End the culture of deceit
The Independant (Royaume-Uni)

[AUTEUR] Iain Duncan Smith est député à la Chambre des communes britannique où il est le leader de l’opposition conservatrice au gouvernement de Tony Blair. Il avait voté en faveur de la participation de son pays à la guerre en Irak.

[RESUME] J’ai observé la tragédie de David Kelly avec un sentiment croissant d’horreur.
Alastair Campbell a certes été accusé, non sans raisons, d’être pour beaucoup dans les excès du New Labour mais sa démission, que j’avais demandé il y a déjà plusieurs mois, n’a pas mis fin à la culture de tromperie des travaillistes car il n’était qu’un « serviteur loyal », selon les propres mots de Tony Blair.
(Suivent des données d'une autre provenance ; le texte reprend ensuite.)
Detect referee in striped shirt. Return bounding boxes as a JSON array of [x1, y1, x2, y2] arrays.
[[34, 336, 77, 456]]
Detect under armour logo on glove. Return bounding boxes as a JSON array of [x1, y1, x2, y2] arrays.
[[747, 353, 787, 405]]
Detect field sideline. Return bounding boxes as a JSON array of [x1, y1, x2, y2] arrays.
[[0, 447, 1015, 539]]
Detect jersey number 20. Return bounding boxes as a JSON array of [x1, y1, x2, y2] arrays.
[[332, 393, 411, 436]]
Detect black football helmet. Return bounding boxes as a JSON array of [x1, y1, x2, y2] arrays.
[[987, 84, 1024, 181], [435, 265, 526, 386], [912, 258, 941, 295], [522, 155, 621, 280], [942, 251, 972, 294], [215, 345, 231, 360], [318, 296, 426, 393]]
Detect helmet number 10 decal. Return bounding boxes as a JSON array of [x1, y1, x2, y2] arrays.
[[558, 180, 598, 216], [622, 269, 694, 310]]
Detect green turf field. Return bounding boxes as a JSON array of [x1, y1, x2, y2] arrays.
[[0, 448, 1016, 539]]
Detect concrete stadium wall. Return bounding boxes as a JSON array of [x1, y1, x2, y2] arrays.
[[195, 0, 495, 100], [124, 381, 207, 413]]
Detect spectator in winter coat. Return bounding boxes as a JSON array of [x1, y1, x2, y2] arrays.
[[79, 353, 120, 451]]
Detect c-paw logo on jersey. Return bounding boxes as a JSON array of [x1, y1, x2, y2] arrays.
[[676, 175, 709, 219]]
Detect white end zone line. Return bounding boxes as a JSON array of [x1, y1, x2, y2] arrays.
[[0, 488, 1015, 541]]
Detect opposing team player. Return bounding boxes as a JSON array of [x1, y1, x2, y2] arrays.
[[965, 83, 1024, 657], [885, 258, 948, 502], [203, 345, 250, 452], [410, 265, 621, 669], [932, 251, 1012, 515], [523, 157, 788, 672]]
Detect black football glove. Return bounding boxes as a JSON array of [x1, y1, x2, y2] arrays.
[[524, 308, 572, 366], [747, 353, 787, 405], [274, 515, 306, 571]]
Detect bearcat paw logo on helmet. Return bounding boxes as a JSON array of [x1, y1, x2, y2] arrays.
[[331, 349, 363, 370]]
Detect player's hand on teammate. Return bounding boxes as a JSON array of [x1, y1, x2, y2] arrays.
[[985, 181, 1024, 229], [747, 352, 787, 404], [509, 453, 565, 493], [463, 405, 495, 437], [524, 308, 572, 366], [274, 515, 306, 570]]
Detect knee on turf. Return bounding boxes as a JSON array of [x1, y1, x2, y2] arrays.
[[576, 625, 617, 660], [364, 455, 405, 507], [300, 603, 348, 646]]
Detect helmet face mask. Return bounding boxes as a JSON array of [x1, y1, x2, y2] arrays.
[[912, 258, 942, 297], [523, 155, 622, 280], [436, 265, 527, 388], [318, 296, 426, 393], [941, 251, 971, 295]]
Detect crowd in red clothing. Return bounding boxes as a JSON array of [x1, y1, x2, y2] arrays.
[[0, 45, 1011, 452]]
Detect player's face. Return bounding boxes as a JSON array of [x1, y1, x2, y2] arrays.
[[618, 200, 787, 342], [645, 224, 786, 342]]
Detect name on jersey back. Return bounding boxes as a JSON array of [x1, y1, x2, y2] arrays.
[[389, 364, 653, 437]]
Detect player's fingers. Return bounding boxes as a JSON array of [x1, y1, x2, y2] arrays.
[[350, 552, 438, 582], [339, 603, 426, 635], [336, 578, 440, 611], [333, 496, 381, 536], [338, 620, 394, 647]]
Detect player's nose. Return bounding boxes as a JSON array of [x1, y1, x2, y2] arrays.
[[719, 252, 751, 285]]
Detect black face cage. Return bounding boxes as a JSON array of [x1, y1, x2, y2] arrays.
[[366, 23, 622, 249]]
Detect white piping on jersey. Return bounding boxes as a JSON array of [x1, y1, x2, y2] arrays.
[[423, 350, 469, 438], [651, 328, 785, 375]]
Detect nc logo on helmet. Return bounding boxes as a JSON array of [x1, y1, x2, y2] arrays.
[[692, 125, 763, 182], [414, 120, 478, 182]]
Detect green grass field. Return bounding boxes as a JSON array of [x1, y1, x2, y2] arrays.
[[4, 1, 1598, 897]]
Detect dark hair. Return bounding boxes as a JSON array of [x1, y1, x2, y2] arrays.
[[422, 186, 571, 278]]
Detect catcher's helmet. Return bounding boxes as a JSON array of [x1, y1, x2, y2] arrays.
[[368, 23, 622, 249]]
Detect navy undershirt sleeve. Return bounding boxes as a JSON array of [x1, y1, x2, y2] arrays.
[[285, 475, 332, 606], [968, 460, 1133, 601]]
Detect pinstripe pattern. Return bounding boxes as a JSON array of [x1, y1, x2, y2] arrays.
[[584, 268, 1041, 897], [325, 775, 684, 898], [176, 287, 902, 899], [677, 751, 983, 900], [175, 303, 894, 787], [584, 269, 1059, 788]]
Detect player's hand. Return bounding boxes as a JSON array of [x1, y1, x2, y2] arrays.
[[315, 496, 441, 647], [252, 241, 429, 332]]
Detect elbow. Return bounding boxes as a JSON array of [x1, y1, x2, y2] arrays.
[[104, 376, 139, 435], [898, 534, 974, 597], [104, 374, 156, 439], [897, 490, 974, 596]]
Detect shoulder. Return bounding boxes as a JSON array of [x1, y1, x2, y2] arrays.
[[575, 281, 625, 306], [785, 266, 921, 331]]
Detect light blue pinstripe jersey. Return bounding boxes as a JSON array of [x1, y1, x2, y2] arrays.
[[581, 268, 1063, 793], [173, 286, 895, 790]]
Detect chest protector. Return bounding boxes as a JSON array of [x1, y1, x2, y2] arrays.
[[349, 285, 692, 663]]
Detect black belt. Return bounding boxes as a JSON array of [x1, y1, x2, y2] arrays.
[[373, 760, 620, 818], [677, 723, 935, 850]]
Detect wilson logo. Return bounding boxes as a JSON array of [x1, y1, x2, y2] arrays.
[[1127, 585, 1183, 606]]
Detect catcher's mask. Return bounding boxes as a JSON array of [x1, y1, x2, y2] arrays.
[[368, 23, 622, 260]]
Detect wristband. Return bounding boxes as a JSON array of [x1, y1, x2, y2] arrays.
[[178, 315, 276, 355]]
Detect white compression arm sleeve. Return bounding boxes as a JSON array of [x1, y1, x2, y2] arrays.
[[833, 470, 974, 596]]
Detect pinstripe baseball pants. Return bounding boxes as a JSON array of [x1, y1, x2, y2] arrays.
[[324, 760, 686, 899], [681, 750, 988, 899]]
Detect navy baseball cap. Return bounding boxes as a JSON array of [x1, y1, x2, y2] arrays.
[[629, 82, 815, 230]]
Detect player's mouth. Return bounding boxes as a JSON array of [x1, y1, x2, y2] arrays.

La tromperie est une pratique courante pour le gouvernement de Blair qui avait déjà profité du 11 septembre pour annoncer des mauvaises nouvelles et n’a pas hésité à présenter le Dr. Kelly comme un nouveau « Walter Mitty », la semaine de ses funérailles.
La commission Hutton a mis en évidence la responsabilité de Blair dans la révélation de l’identité du Dr. Kelly, mais Campbell rend un dernier service à son maître en démissionnant et en faisant croire que son départ entraînera plus de sincérité de la part du gouvernement.
La population britannique ne veut pas seulement le départ de Tony Blair de Downing Street, elle veut un nouveau type de gouvernement. C’est pourquoi, la lourde tâche du Parti conservateur sera de démanteler ce qui a caractérisé le projet du New Labour en libéralisant la société britannique et en mettant un terme à la tromperie.
Le vrai responsable de la communication de Downing Street, Tony Blair, doit partir.

« Un miroir en face de l’Amérique »

A mirror in the face of America
The Independant (Royaume-Uni)

[AUTEUR] [Colin L. Powell] est secrétaire d’État des États-Unis. Il a été assistant aux affaires de sécurité nationale du président Reagan (1987-1989) et chef d’état-major de l’armée états-unienne (1989-1993) sous la présidence de George Herbert Walker Bush. En outre, M. Powell préside une association d’insertion particulièrement attentive au sort des jeunes noirs, America’s Promise. Cette tribune est adaptée d’un discours en l’honneur de Martin Luther King diffusé sur la chaîne de télévision NBC.

[RESUME] Je n’étais pas aux États-Unis quand le Dr. King a prononcé son célèbre discours, car j’étais au Vietnam depuis huit mois. Je n’ai même pas été informé à l’époque de ce qui avait été dit. Il a pourtant une grande importance pour moi, car au même moment ma femme et mon fils vivaient dans l’Alabama, lieu de violence raciale contre ceux qui osaient demander leurs droits et leur liberté.
Pendant 80 ans, la Constitution n’avait aucun sens pour les noirs et la guerre civile n’a finalement pas fait beaucoup évoluer la situation pour eux. Il a fallu attendre un siècle pour que le travail reprenne et que Martin Luther King mette un miroir en face de l’Amérique en diffusant un message de réconciliation pour tous les enfants de Dieu, blancs ou noirs.
Nous avons fait beaucoup en 40 ans et aujourd’hui je suis secrétaire d’État, moi, un homme noir. Malheureusement, aujourd’hui, il y a encore beaucoup de jeunes hommes et femmes noirs qui ne peuvent approcher de la réalité de ce rêve et c’est pour cela que nous devons nous tourner à nouveau vers les objectifs du Dr. King et des pères fondateurs.